Only 531 of these micro sports cars have ever been made, and this is one of them. It has got gullwing doors, a set of 15-inch gold TE37 replica wheels, and looks like a toy. Yet the Suzuki Cara is a very real sports car from the 1990s, which Suzuki developed with Mazda.
This means the Suzuki Cara is 3 times more rare than a Lamborghini Huracan Sterrato. You are never going to see anything like this at a car meet.
The body of the Cara is basically identical to that of its twin brother, the Autozam AZ-1. That means it looks like a Lancia Stratos with gullwing doors. It’s also got a Subaru WRC-like look thanks to the blue paint and gold TE37 replica wheels.
The Lancia look is perhaps not a coincidence. Mazda split its cars into five brands at the end of the 1980s, creating Autozam, Eunos, Efini, and Autorama. Autozam sold rebadged Lancia models like the Delta and Thema, as well as rebadged Suzuki kei cars.

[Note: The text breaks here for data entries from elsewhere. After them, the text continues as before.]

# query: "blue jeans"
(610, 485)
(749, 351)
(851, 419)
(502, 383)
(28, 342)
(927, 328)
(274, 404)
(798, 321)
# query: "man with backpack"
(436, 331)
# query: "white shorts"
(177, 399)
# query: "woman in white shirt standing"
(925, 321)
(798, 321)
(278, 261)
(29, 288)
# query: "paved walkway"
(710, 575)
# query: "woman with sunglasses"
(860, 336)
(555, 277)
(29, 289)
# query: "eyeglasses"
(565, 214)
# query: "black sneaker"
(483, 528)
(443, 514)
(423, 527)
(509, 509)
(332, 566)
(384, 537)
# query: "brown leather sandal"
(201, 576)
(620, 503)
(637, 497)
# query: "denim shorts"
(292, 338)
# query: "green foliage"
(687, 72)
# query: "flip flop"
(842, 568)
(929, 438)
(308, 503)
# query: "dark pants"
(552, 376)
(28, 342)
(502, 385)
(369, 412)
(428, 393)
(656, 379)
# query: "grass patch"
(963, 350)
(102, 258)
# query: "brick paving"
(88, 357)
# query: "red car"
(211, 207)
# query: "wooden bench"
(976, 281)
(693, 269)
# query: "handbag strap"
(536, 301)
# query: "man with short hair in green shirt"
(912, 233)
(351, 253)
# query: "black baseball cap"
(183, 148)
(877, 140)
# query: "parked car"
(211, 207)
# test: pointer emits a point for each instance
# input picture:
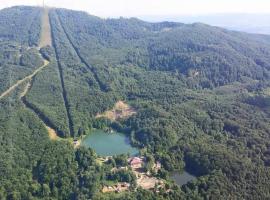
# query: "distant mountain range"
(251, 23)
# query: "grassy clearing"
(120, 110)
(46, 38)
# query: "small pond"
(109, 144)
(182, 178)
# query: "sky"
(137, 8)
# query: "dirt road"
(46, 38)
(27, 78)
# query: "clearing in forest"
(121, 110)
(46, 38)
(27, 78)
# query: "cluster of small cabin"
(119, 187)
(144, 180)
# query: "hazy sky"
(128, 8)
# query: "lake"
(182, 178)
(109, 144)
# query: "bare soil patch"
(121, 110)
(46, 38)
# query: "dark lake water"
(182, 178)
(109, 144)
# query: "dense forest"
(202, 96)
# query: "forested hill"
(201, 96)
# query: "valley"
(94, 108)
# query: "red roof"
(135, 161)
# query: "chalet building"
(136, 162)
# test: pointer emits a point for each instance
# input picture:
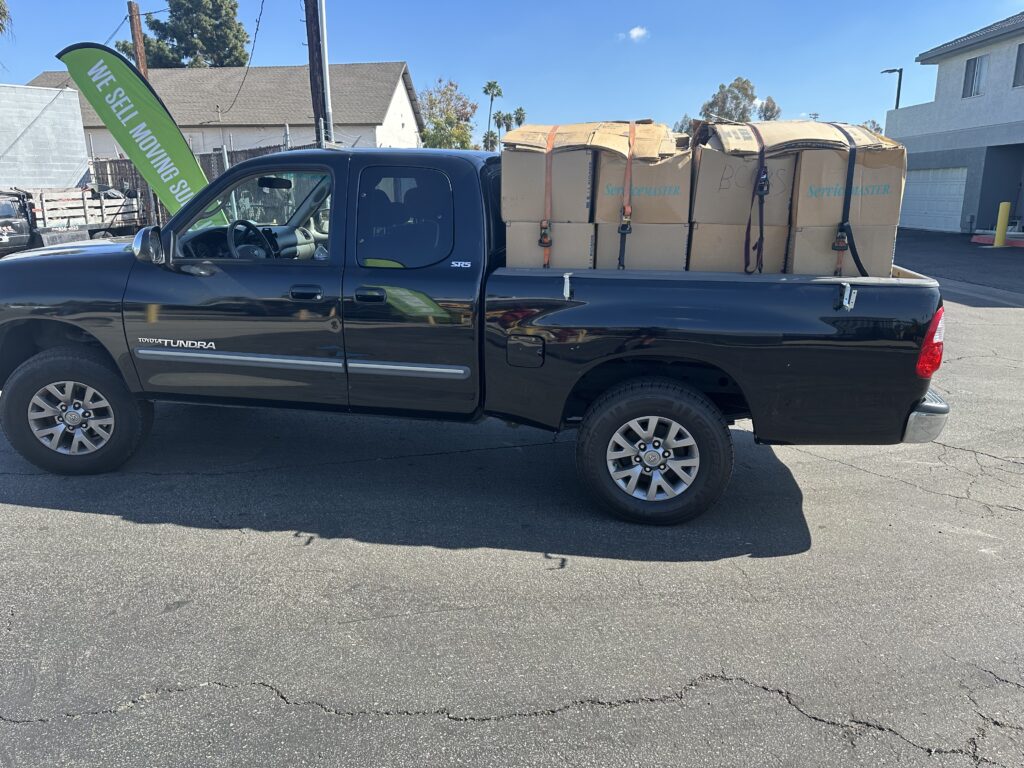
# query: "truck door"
(412, 284)
(257, 320)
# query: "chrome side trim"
(410, 369)
(241, 358)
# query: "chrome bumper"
(927, 420)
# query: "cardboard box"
(523, 173)
(792, 135)
(651, 139)
(719, 248)
(810, 250)
(877, 194)
(659, 189)
(647, 247)
(724, 183)
(571, 246)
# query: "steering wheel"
(248, 251)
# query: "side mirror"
(147, 246)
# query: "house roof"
(1011, 26)
(360, 94)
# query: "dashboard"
(288, 243)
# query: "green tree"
(684, 124)
(768, 110)
(499, 118)
(197, 33)
(4, 17)
(448, 114)
(735, 101)
(495, 91)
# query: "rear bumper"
(927, 420)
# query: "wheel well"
(721, 388)
(24, 339)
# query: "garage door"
(934, 199)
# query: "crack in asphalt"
(853, 728)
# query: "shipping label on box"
(571, 246)
(719, 248)
(811, 253)
(876, 195)
(523, 178)
(724, 187)
(659, 192)
(647, 247)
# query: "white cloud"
(638, 33)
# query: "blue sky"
(569, 61)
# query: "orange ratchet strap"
(545, 240)
(626, 224)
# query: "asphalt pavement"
(259, 588)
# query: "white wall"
(999, 103)
(208, 138)
(399, 127)
(41, 140)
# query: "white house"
(966, 148)
(374, 104)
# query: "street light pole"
(898, 71)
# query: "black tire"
(668, 399)
(131, 417)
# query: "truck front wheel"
(68, 412)
(654, 452)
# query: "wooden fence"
(122, 175)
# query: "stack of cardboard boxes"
(588, 171)
(696, 208)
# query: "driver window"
(275, 215)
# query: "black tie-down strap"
(759, 192)
(844, 235)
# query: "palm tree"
(495, 91)
(4, 17)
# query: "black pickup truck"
(374, 282)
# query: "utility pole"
(328, 112)
(315, 62)
(136, 37)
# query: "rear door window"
(404, 217)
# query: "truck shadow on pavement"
(404, 482)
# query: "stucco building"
(966, 147)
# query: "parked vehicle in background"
(375, 282)
(32, 218)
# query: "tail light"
(930, 356)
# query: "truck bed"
(778, 348)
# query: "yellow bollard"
(1000, 226)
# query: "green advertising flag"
(138, 120)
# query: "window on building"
(974, 76)
(404, 218)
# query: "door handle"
(306, 293)
(371, 294)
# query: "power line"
(249, 64)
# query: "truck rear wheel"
(654, 452)
(68, 412)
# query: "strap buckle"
(764, 185)
(841, 243)
(545, 239)
(626, 225)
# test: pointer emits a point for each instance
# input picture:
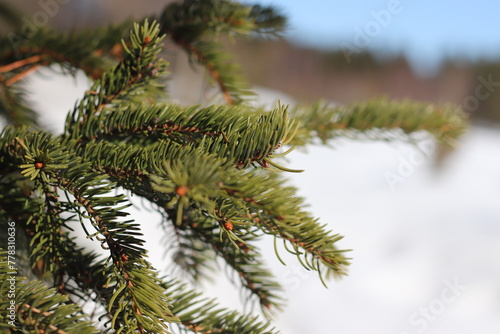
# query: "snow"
(426, 254)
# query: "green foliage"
(213, 172)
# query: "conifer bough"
(211, 171)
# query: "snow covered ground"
(426, 252)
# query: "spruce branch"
(201, 315)
(37, 308)
(193, 24)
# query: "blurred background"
(426, 249)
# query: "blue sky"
(424, 30)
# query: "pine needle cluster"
(212, 171)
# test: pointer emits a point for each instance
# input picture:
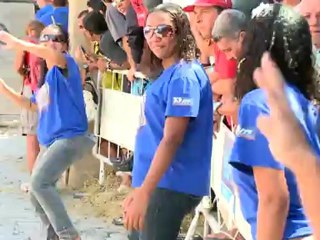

It was actually Suzuki who came up with the crazy idea of a mid-engined sports car, showing the RS1 and RS3 concepts in the 1980s. The idea was abandoned in favor of front-engined Cappuccino, which was much more commercially successful than the Autozam.
Kei Sport Car History
You probably already know what a kei car is, this tiny class of Japanese cars that are restricted in body size and engine displacement. But you probably don’t know why they exist. In 1949, 4 years after the end of the war, the Japanese government created the kei jidosha class, roughly translated as “light car.”
They were much cheaper to tax and drive, so demand for kei cars blew up. Manufacturers developed every body style imaginable, including vans, pickups, and sedans. Sports kei cars only really became a thing in the 1990s with the introduction of the 1991 Honda Beat and the Suzuki Cappuccino.
Like the Autozam, the Cara had to comply with kei car rules at the time, which meant the engine couldn’t be bigger than 660cc, it couldn’t be longer than 134 inches and the body needed to be less than 58 inches wide. The Suzuki’s little 657cc turbocharged 3-cylinder engine is a little 9000rpm screamer, producing 63 horsepower and 63 lb-ft of torque. This one has been modified with a blow-off valve and an oil catch can.
So what is a Suzuki Cara worth? We could only find records of one such car ever selling in the United States, and it went for $17,500 back in 2020. This example is listed on Cars & Bids and has a lot of miles on the clock (176,600 km or 109,734 miles), but we think it’s worth at least that much, considering the kei car market is crazy right now.